Neanderthal Fingerprint
The Neanderthal fingerprint, which was revealed through multispectral analysis. (Image Courtesy of David Álvarez-Alonso, M. de Andrés-Herrero, Andrés Díez-Herrero, S. Miralles-Mosquera, M. C. Sastre Barrio, M. Á. Maté-González, E. Nieva Gómez, M. R. Díaz Delgado, & E. Ruiz Mediavilla) (https://link.springer.com/article/10.1007/s12520-025-02243-1)

Artistic mediums certainly change. While modern humans have paint and paper, ancient humans had ochre and pebbles. However, both work well for finger painting, whether for Homo sapiens today or for Homo neanderthalensis thousands of years ago.

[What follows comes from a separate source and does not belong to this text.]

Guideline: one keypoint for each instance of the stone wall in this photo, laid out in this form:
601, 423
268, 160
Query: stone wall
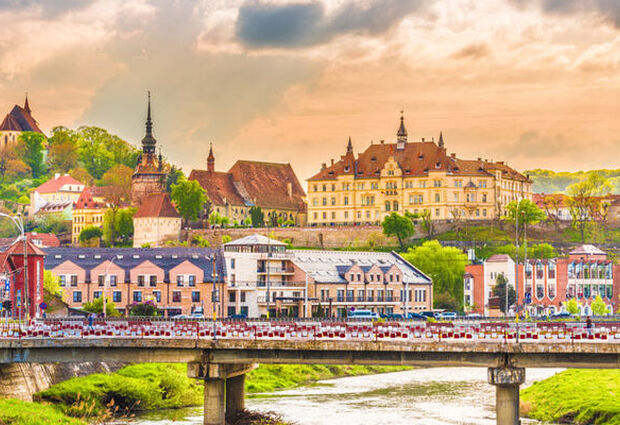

According to a new study in Archaeological and Anthropological Sciences, a team of researchers may have discovered one of the oldest art objects adorned with a fingerprint from across Europe. The object, a pebble, was stamped with ochre by a Neanderthal around 43,000 years ago and was found by researchers in Spain in 2022.

“This object contributes to our understanding of Neanderthals’ capacity for abstraction,” the researchers stated in their study, as it could “represent one of the oldest known abstractions of a human face in the prehistoric record.”